Лукреция, которой очень к лицу бледность, с любопытством разглядывает новую родственницу, сидящую верхом на красивой испанской лошадке серой масти, покрытой бархатной черной попоной. Одетая по неаполитанской моде в темное платье с широкими рукавами, отороченными испанским кружевом, эта красавица с румяным лицом, с черными, как смоль, волосами и сапфировыми глазами держится превосходно. Когда их лошади поравнялись, молодые женщины церемонно расцеловались. Сын папы, с загорелым лицом, с волосами до плеч, которые отливают медью, скорее похож на пажа, сошедшего со страниц галантной новеллы, чем на мужа принцессы Арагонской.

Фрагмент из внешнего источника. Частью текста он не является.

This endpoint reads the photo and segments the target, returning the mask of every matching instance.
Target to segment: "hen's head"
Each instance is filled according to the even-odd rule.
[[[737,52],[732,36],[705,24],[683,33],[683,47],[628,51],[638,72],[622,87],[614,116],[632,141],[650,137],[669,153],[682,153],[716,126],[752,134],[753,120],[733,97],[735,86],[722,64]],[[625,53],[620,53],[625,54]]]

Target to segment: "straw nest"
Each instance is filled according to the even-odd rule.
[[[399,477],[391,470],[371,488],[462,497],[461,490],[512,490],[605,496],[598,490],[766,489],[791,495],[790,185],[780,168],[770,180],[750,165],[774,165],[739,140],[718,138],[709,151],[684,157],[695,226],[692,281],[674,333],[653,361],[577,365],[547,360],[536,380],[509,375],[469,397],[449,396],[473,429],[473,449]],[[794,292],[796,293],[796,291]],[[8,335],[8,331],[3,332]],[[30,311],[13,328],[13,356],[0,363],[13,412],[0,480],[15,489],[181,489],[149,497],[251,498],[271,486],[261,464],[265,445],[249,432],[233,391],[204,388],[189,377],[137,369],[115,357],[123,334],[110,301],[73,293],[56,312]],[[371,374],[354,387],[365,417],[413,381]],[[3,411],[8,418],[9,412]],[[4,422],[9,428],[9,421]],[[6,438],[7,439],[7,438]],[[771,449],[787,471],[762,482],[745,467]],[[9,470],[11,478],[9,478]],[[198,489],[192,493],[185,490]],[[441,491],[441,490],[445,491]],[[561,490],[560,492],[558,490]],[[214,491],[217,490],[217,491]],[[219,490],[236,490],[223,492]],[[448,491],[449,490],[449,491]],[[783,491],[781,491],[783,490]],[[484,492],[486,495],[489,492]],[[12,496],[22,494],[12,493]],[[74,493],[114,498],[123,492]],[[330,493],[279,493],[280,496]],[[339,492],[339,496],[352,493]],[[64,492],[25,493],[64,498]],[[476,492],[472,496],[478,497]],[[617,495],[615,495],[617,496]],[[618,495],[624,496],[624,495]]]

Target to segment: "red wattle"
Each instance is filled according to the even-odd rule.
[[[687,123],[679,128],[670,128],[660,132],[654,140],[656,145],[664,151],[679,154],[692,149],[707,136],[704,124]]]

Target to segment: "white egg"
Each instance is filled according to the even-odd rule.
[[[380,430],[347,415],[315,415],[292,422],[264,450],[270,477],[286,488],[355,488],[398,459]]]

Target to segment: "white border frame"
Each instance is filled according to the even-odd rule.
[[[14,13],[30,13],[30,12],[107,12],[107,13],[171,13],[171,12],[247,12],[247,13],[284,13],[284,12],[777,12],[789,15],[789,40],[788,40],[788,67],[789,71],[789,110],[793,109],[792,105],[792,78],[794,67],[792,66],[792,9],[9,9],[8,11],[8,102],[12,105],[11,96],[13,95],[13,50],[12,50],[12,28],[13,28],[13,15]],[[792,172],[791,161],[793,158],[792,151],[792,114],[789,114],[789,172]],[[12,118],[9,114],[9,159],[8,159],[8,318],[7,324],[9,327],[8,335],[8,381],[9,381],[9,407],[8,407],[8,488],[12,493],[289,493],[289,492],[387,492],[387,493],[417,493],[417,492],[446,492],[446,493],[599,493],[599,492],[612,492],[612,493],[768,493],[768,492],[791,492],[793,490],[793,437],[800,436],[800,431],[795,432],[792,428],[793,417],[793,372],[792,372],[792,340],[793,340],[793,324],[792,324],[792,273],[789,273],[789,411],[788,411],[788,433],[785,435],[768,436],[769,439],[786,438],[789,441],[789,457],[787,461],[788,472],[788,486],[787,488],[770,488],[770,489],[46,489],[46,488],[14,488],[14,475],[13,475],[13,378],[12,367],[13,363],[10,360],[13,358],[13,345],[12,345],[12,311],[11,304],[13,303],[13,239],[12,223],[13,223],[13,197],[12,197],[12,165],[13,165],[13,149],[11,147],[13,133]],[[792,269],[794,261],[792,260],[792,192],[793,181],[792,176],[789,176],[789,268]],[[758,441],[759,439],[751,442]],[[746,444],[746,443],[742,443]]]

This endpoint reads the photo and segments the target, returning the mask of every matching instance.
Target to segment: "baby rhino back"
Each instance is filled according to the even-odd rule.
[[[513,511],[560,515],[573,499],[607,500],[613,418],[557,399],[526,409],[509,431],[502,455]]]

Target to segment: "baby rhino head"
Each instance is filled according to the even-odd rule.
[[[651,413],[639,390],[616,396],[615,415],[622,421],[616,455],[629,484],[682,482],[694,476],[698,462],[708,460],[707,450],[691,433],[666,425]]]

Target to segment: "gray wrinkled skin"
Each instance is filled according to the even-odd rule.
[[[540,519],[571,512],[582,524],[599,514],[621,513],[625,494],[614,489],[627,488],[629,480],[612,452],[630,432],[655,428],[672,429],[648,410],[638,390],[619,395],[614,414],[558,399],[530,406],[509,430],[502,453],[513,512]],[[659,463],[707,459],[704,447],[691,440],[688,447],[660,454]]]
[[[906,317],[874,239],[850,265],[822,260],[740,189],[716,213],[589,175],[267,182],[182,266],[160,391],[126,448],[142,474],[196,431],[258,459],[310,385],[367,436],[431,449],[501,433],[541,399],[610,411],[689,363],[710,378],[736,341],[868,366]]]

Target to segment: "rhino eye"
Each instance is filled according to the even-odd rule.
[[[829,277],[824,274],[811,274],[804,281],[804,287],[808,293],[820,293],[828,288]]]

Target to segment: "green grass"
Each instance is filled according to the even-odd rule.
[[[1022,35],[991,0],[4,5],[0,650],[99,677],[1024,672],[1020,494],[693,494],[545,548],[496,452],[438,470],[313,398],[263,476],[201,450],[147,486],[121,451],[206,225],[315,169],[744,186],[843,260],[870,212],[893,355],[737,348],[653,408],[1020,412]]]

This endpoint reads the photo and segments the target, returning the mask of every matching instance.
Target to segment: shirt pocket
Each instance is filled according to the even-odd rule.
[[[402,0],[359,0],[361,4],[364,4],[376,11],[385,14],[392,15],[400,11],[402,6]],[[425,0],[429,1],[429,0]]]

Александр VI ждет детей и свиту в окружении одиннадцати кардиналов. У его ног положили плюшевые подушечки, а на землю — четыре большие красные атласные подушки. Проходит несколько минут; из соседней комнаты доносятся перешептывание, женские голоса, приглушенный смех, шуршание шелков, позвякивание шпор. Когда двери наконец отворяются, первым заходит Гоффредо, он целует ногу папы и, поднявшись, бросается в объятия к отцу, который на минуту прижимает к груди голову сына; потом он обнимает Лукрецию и принцессу Арагонскую. Затем принц Скуиллаче и его супруга приветствуют кардиналов, которые в свою очередь дарят им «поцелуй примирения»; затем дамскому эскорту Санчи позволено преклонить колени перед папой. «Придворные дамы вполне достойны своей госпожи», — сообщает посланник Мантуи. Церемония — то ли светская, то ли церковная — продолжается, каждый торжественно занимает свое место, и начинается веселая и игривая беседа между папой и двумя молодыми женщинами. Лишь Чезаре, сидящий среди кардиналов, похоже, не разделяет семейной радости. Его взгляд, брошенный на принцессу Скуиллаче, не ускользает от Скалоны — мантуанского оратора, который отмечает, что, «судя по жестам и выражению лица, овечка готова легко сдаться волку».
Два дня спустя в соборе Святого Петра была отслужена литургия и на ней присутствовал понтифик со всей семьей. Некий испанец, капеллан епископа Сегорбо Бартоломео Мартини, произносит длинную и нудную речь. Все, включая папу, явно скучают и с трудом переносят бесконечные рассуждения, слабо приправленные риторическими красотами. Внезапно, будучи не в силах сдержать свою живость, Санча увлекает за собой Лукрецию к креслам, предназначенным для каноников. Все хорошенькие дамы следуют за ними, и тяжелые одежды ничуть не стесняют их быстрых движений, они карабкаются на помост и устраиваются там. Все они притворяются, что внимательно слушают проповедника, но глаза их шаловливо блестят. Естественно, Бурхард возмущается: «Санча и сопровождающие ее Лукреция и другие молодые женщины самым неприличным образом уселись на помосте для певчих (pulpitum) и вокруг него, и их постыдное поведение возмутило народ».
В подобного рода происшествиях нет ничего необычного для тех времен. В летописи событий Вечного города сообщается, что, к примеру, на праздник святого Августина в монастыре «публичные девки расположились между алтарем и кардиналами» и что «в церкви Святого Цельса два каноника подрались до крови». Сам Александр VI разрешает своему любимому шуту Габриэлетто, когда папа поворачивается спиной, изображать, будто он проповедует на латыни или по-испански, и благословлять толпу, как то делает его хозяин.
Два месяца спустя работники, реставрирующие церковь Санта-Кроче, вынимают из земли свинцовый ящик, на крышке которого видна надпись: «Hic est titulus verae crucis» [11] Здесь находится надпись истинного креста (Господня) (лат.).
. Внутри на маленькой табличке, изъеденной червями, можно разобрать слова «Jesus Nasareus Rex Judaeorum» [12] Иисус из Назарета, Царь иудеев (лат.).
. Тем самым начиная с 25 июля 1496 года Александр VI регламентирует специальной буллой культ обряжения Креста и впервые служит в его честь литургию в базилике Сан-Джованни в Латерано в Римском соборе, основанном императором Константином Великим. В этот день, окруженный толпой, где бок о бок стоят простолюдины и аристократы, Александр VI подходит к алтарю, однако мессу он служит в большой спешке и причастие раздает столь рассеянно, что дважды облатка падает к его ногам.
Он всегда носит с собой священную облатку в золотой коробочке. «Так я всегда пребываю с Богом», — повторяет он своим приближенным, но при этом глава Церкви ничуть не заботится о том, чтобы радикально изменить нравы ватиканского двора, где все крайне снисходительны к плотскому греху. В свое время святой Августин писал: «Изгоните блудниц из человеческого общества, и разгул страстей все погубит».